Our best guess is that she did a "horse thing" in the pasture, aka "did something stupid and I can't tell you because it's a secret horse thing, nyahh."
At first I was worried that our extremely long endurance season had permanently injured my mare.
|We won a lot of awards this year, but none of them would be worth anything|
if the distance had harmed Fiddle
Then I remembered that we had taken a few lessons after ride season was over and before she started short-striding. We have video from a lesson and she was definitely sound for that.
A few weeks later, the video taken during the warm-up to a lesson shows something entirely different.
(the people talking in the background are discussing another horse)
So what happened?
I guess you have to be a horse to know, and I'm not a horse.
Of course, I immediately called the vet...as in, I unsaddled the Dragon and stood beside the trailer in the parking lot to call the vet before we even drove home.
Dr. Fehr came out the next week to do some diagnostics on Fiddle (and on Flower, who is showing an unrelated lameness).
|Flexion testing, starting down low and working up the leg, both sides|
Flower's soreness seems to be in her hocks.

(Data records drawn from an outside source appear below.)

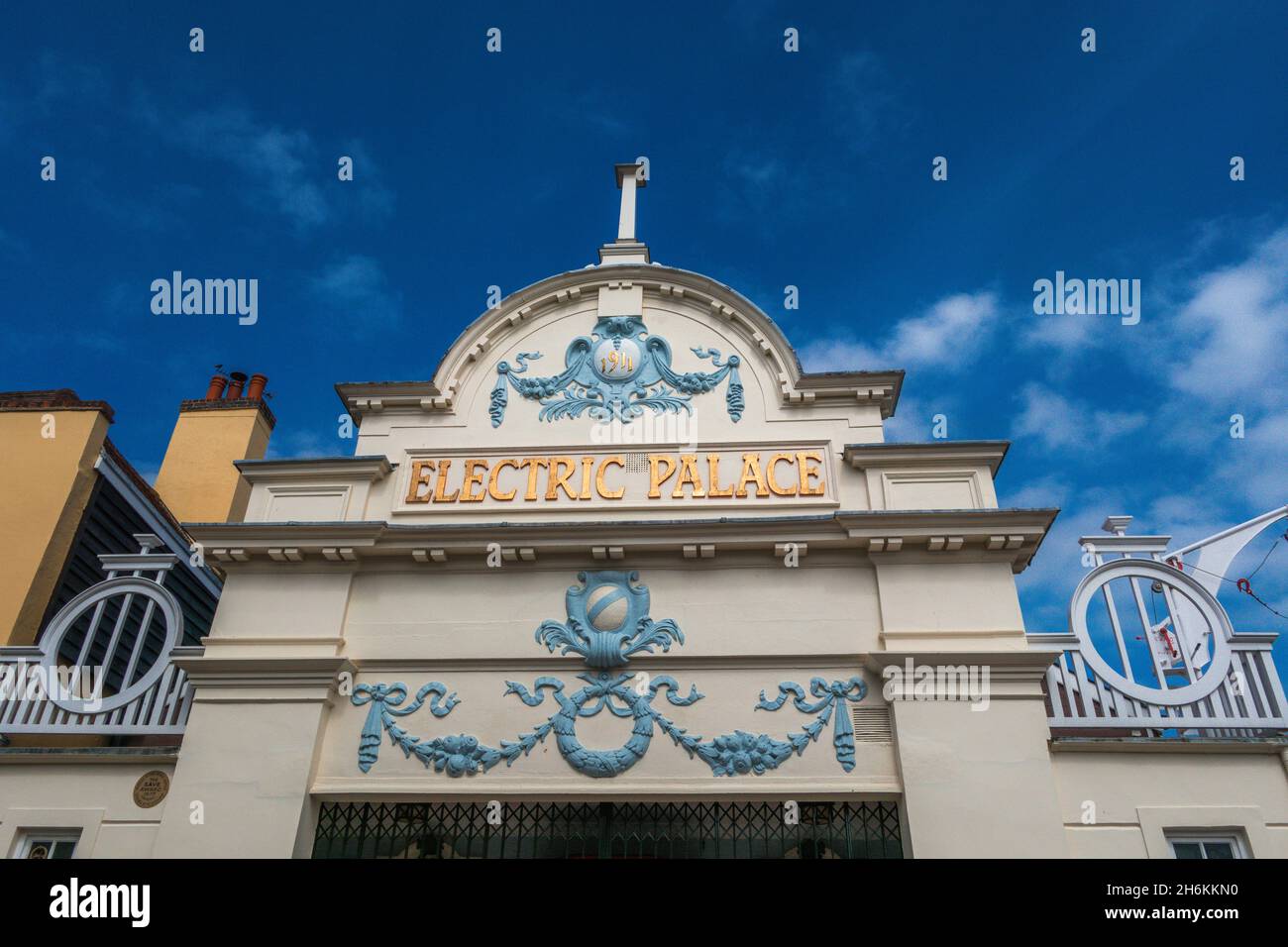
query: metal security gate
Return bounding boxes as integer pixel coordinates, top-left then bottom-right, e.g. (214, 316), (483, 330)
(313, 801), (903, 858)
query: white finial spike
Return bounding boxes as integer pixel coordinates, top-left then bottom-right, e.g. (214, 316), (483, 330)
(617, 174), (635, 240)
(599, 163), (649, 266)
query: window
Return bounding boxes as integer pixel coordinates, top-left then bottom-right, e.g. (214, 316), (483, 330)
(1167, 835), (1246, 858)
(18, 828), (80, 858)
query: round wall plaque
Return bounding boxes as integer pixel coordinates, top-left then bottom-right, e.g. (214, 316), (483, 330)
(134, 770), (170, 809)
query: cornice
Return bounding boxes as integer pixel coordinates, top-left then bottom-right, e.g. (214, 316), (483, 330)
(841, 441), (1012, 476)
(233, 454), (394, 483)
(187, 510), (1057, 573)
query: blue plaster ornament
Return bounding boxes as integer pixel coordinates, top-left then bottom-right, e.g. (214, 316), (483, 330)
(488, 316), (746, 428)
(352, 571), (867, 779)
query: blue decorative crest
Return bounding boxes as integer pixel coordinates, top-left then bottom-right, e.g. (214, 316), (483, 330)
(488, 316), (744, 428)
(352, 571), (867, 779)
(536, 571), (684, 669)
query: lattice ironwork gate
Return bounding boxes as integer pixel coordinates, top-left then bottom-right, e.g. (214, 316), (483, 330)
(313, 801), (903, 858)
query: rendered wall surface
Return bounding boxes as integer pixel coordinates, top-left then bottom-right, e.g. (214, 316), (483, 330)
(0, 408), (108, 644)
(1051, 746), (1288, 858)
(0, 759), (174, 858)
(156, 407), (271, 523)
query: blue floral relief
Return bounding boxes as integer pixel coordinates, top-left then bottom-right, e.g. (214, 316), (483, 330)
(488, 316), (746, 428)
(352, 571), (867, 779)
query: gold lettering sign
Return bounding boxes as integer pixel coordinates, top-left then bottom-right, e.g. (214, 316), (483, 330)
(404, 449), (828, 509)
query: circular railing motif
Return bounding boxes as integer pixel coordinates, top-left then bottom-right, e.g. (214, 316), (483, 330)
(1069, 559), (1234, 707)
(42, 576), (183, 714)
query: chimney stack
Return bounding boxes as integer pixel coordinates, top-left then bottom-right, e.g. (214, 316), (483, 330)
(156, 371), (277, 523)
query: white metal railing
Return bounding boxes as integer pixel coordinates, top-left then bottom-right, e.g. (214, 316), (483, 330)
(0, 533), (202, 736)
(1027, 506), (1288, 737)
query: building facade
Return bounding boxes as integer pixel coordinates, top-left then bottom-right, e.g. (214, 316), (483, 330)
(0, 166), (1288, 857)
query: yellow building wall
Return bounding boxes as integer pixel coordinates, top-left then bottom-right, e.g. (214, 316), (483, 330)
(156, 407), (271, 523)
(0, 408), (108, 644)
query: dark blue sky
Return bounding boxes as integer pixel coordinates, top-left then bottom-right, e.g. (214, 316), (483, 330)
(0, 3), (1288, 644)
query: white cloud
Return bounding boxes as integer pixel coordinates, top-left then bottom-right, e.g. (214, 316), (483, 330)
(1012, 381), (1149, 451)
(800, 292), (999, 371)
(1159, 228), (1288, 407)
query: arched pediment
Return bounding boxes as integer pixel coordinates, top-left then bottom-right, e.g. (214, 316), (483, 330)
(399, 264), (903, 427)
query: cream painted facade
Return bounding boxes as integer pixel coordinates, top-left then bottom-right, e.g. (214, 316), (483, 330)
(0, 169), (1288, 858)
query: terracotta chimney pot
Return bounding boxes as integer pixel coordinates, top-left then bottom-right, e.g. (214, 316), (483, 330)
(206, 372), (228, 401)
(224, 371), (246, 401)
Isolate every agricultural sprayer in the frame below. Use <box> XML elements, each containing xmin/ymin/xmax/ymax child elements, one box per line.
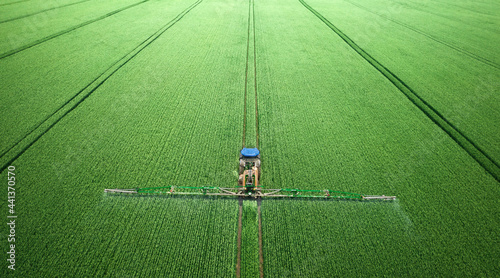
<box><xmin>104</xmin><ymin>148</ymin><xmax>396</xmax><ymax>200</ymax></box>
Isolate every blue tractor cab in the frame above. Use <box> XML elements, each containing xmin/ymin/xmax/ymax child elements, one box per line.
<box><xmin>238</xmin><ymin>148</ymin><xmax>260</xmax><ymax>189</ymax></box>
<box><xmin>240</xmin><ymin>148</ymin><xmax>260</xmax><ymax>158</ymax></box>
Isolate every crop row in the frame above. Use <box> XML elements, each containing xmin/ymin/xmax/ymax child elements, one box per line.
<box><xmin>0</xmin><ymin>1</ymin><xmax>198</xmax><ymax>161</ymax></box>
<box><xmin>1</xmin><ymin>1</ymin><xmax>248</xmax><ymax>277</ymax></box>
<box><xmin>255</xmin><ymin>0</ymin><xmax>500</xmax><ymax>277</ymax></box>
<box><xmin>306</xmin><ymin>0</ymin><xmax>500</xmax><ymax>165</ymax></box>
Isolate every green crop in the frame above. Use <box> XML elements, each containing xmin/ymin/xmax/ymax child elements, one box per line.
<box><xmin>0</xmin><ymin>0</ymin><xmax>500</xmax><ymax>277</ymax></box>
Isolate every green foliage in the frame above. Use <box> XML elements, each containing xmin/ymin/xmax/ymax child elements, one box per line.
<box><xmin>241</xmin><ymin>200</ymin><xmax>259</xmax><ymax>277</ymax></box>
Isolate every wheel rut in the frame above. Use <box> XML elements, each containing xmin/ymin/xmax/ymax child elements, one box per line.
<box><xmin>299</xmin><ymin>0</ymin><xmax>500</xmax><ymax>182</ymax></box>
<box><xmin>345</xmin><ymin>0</ymin><xmax>500</xmax><ymax>69</ymax></box>
<box><xmin>0</xmin><ymin>0</ymin><xmax>90</xmax><ymax>24</ymax></box>
<box><xmin>0</xmin><ymin>0</ymin><xmax>149</xmax><ymax>59</ymax></box>
<box><xmin>0</xmin><ymin>0</ymin><xmax>203</xmax><ymax>173</ymax></box>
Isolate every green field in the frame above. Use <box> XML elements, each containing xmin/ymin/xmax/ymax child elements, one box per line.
<box><xmin>0</xmin><ymin>0</ymin><xmax>500</xmax><ymax>277</ymax></box>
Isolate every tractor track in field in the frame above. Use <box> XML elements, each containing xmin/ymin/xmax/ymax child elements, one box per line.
<box><xmin>0</xmin><ymin>0</ymin><xmax>149</xmax><ymax>59</ymax></box>
<box><xmin>0</xmin><ymin>0</ymin><xmax>90</xmax><ymax>24</ymax></box>
<box><xmin>0</xmin><ymin>0</ymin><xmax>203</xmax><ymax>173</ymax></box>
<box><xmin>251</xmin><ymin>0</ymin><xmax>259</xmax><ymax>148</ymax></box>
<box><xmin>344</xmin><ymin>0</ymin><xmax>500</xmax><ymax>69</ymax></box>
<box><xmin>0</xmin><ymin>0</ymin><xmax>31</xmax><ymax>7</ymax></box>
<box><xmin>242</xmin><ymin>0</ymin><xmax>259</xmax><ymax>148</ymax></box>
<box><xmin>236</xmin><ymin>197</ymin><xmax>243</xmax><ymax>278</ymax></box>
<box><xmin>257</xmin><ymin>197</ymin><xmax>264</xmax><ymax>278</ymax></box>
<box><xmin>0</xmin><ymin>0</ymin><xmax>31</xmax><ymax>7</ymax></box>
<box><xmin>298</xmin><ymin>0</ymin><xmax>500</xmax><ymax>182</ymax></box>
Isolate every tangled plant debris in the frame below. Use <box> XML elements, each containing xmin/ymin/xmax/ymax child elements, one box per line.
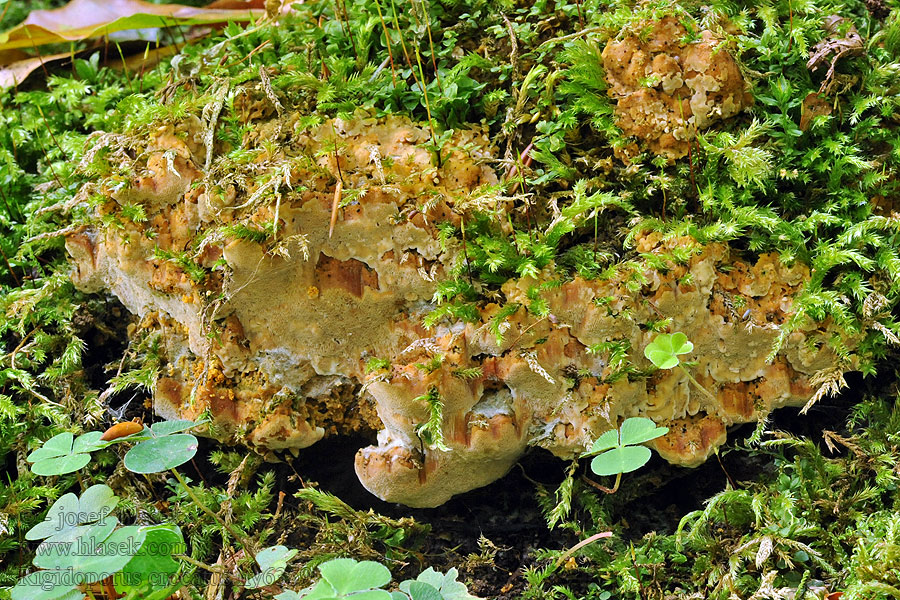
<box><xmin>0</xmin><ymin>0</ymin><xmax>900</xmax><ymax>600</ymax></box>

But Fiddle's was a little harder to isolate.
Dr. Fehr did flexion testing on both hind legs, starting at the pasterns and working upwards.
|Flex the left hock for 60 seconds, then watch the horse trot out|
Finally, we got to the right side stifle.
|Please do not try this test at home! Dr Fehr emphasizes that it is easy to|
injure a horse with this maneuver , and it should be done only by a vet.
And there it was.
We took some x-rays to rule out a bone injury and arthritic changes.
|No visible bone damage or arthritis. That's good.|
Fiddle isn't pastured with any other horses, and the goats can't reach up to her stifle, so we would have been surprised to find a kick-injury on her stifle. And we didn't.
The injury appears to be soft-tissue only, and she has a good prognosis for return to her full work. Her stifle was injected with hyaluronic acid to ease the swelling and speed healing in the area. We will also add Adequan to her regimen (as $oon a$ I get paid again, that $tuff is expen$ive!).
|Fee had to be sedated twice for the injection--that spot is ouchy and tickle-y!|
So now, we wait.
Waiting. Patiently waiting.
Waiting. Waiting. Waiting.
Our treatment plan:
4 weeks stall/paddock rest with hand-grazing. I've set up her corral panels in the yard so she can have a few hours each day eating grass in a confined area. That also gives her a daily change of scenery.
We are two weeks into the stall rest now, and she's handling confinement pretty well (but I've added a dose of Quietex to her breakfast, just to make sure--we don't need her getting excited and leaping around for any reason!)
After 4 weeks of enforced rest, I can WALK her in-hand, 5 minutes per day the first week, 10 minutes the next week and so on.
After 4 weeks of hand-walking, when we are up to 20 minutes of walking per day, we will re-check with the vet, and possibly start 5 minutes of RIDING per day AT A WALK.
It's gonna be a long boring Spring, sigh.
But bringing my Dragon back to full soundness will be worth it.
So I'm patient. Patient. PATIENT!!!
Okay, I'm not patient.
But I will borrow other horses for lessons and trails, and I will follow the doc's instructions. Dr. Fehr is a smart vet. If she says I can be patient, maybe I can be.